The program should accept one or two command-line arguments. If there is one command-line argument, it should be taken as the name of the file containing the text to be analyzed. If there are two command-line arguments, the first should be taken as the name of a file containing stop words and the second should be taken as the name of the file containing the text to be analyzed.

For example, in the command

$ cgraph wealth.txt
wealth.txt is the name of the file containing the text to be analyzed. In the command line
$ cgraph ignore origins.txt
ignore is the name of the file containing stop words and origins.txt is the name of the file containing the text to be analyzed.

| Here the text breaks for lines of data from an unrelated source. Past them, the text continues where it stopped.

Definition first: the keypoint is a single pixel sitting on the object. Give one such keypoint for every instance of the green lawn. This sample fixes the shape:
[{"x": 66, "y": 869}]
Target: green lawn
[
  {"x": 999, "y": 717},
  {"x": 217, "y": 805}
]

The concept graph is weighed; the edge between two nodes has a weight equal to the non-negative integer n, where n is the size of the largest n-neighborhood containing both words associated with the two nodes. For example, if "Frank" and "Lucy" appeared as 3-neighbors and 2-neighbors, then the edge between the nodes associated with "Frank" and "Lucy" would have a weight of 3, the size of the largest n-neighborhood containing both words.

The nodes of the concept graph are also weighted. A node's weight is the average weight of all its edges. If a node has n edges, then its weight would be the floating-point number s/n where s is the sum of the weights on all the edges associated with the node. For example, if a node has three edges of weights 3, 3, and 1, then the node's weight is (3 + 3 + 1)/3 = 2.3.

Node and edge weights give a measure of importance to words. High edge weights indicate the associated words frequently appear together; high node weights indicate words that are heavily connected to other words. The seed node used to start the concept graph any of the nodes having the highest weighting. Similarly, the next node added to the graph is any of the candidate nodes having the highest weighting.

Input

There are three kinds of inputs: the text to be analyzed, the concept-graph specifications read from std-in, and stop words to use.

The Text

The format of the input text is identical to that of Assignment 3.

Concept-Graph Specifications

A concept-graph specification has the form
start end min
start and end are a valid range of page numbers, startend; the pages start and min are part of the page range. min is a positive integer indicating the minimum number of times a word should appear on a page in the given range to be considered important; that is, each word appearing in the graph must appear in, at least, an min-neighborhood. For example, the specification
? 1 100 3
specifies that a concept graph should be constructed for all words appearing at least three times on any page in the range 1 through 100.

Stop Words

The stop-word file is the same as it was for Assignment 4.

Output

The prompt "? " (that is, a question mark followed by a space) should be output to std-out each time the program is ready for a query.

Under non-error conditions, the program outputs an n-neighbor tree by calling the procedure

void show_graph(const graph_node * const);
passing a pointer to a node of the graph. The file show-graph.cc in the /export/home/class/CS-503/a5 assignment directory contains the code for show_graph(). This file should be compiled and linked in to your code.

The definition for graph-node used by show_graph() can be found in the file graph-node.h, which can also be found in the assignment directory. You may extend this definition any way you see fit, but you should not change the declarations for the existing member functions (graph_node::neighbor_count(), graph_node::get_neighbor(), and graph_node:: get_word()).

Error messages should be brief and informative, and written to std-out (not std-err) preceded by "! " (that is, an exclamation point followed by a space).

Testing

You can continue to use the Assignment 3 test files for this assignment; they can be found in the Assignment 3 directory. The Assignment 4 stop file, found in the Assignment 4 directory, can also be used for this assignment.

References

A Graph Model for Unsupervised Lexical Acquisition by Dominic Widdows and Beate Dorow, 19th International Conference on Computational Linguistics, August 2003.


This page last modified on 13 April 2006.